Una meseta caliza sin árboles donde la carretera corre completamente recta durante 146 kilómetros y los acantilados del Océano Austral caen directo a un agua llena de ballenas.
Hay un tramo de la Eyre Highway llamado Ninety Mile Straight que corre 146,6 kilómetros sin una sola curva, y lo conduje en ese tipo de trance que solo se consigue haciendo una sola cosa con las manos durante dos horas seguidas. Nullarbor significa “sin árboles” en un latín macarrónico, y quien lo bautizó no exageraba por efecto. La llanura es una meseta caliza del tamaño de Inglaterra con casi nada que crezca más alto que un arbusto de saladillo, y el efecto de atravesarla se parece menos a viajar y más a meditar —el horizonte no cambia, la radio dejó de funcionar pasado Ceduna, y me encontré hablando solo simplemente para romper el silencio.
Luego, sin previo aviso, la carretera se queda sin llanura y aparecen los acantilados de Bunda —muros de caliza que caen de sesenta a ochenta metros directo a la Gran Bahía Australiana, extendiéndose kilómetros con nada entre tú y el borde salvo matorral bajo. Me paré en el mirador de Head of Bight en julio, temporada de ballenas, y vi ballenas francas australes pariendo en las aguas poco profundas justo debajo del acantilado, lo bastante cerca como para ver los callos blancos en sus cabezas sin binoculares. Esperaba desierto. Obtuve un acantilado oceánico con ballenas dentro, algo que nadie me había advertido adecuadamente.

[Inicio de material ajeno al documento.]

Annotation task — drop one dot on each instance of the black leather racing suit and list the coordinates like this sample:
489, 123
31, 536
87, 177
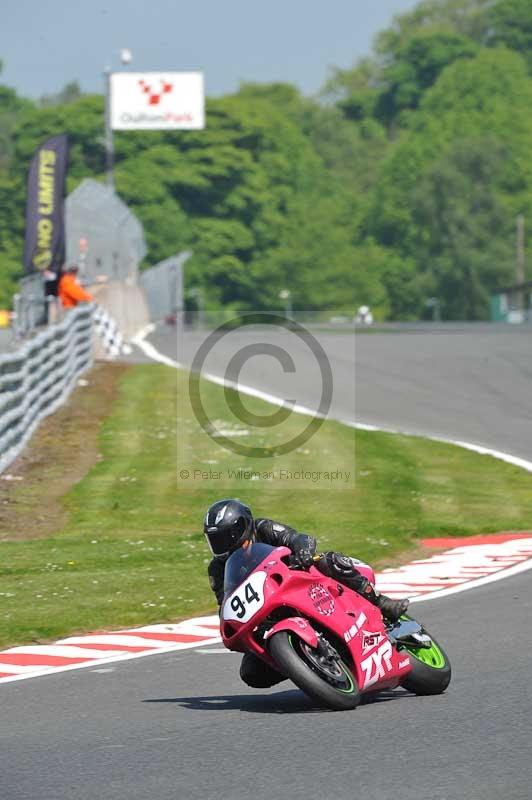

Los roadhouses a lo largo del camino —Nundroo, Nullarbor, Border Village— existen puramente porque las distancias lo exigen, y cada uno ha desarrollado su propia cultura extraña de humor de supervivencia: enormes wombats de fibra de vidrio, carteles pintados a mano advirtiendo sobre camellos, wombats y canguros cruzando (los tres, de verdad, a la vez, en el mismo tramo), y café que sabe como si llevara en la plancha desde el último tren de carretera. Dormí una noche en el Nullarbor Roadhouse y desperté con un cielo completamente sin bruma, la clase de claridad que hacía que el amanecer se viera artificialmente saturado.

Cuándo ir: De junio a octubre, cuando las ballenas francas australes están pariendo frente a los acantilados de Bunda y las temperaturas diurnas en la llanura son lo bastante suaves para paradas largas en los miradores. Lleva más combustible y agua de lo que parece necesario —algunos tramos entre roadhouses superan los 200 kilómetros.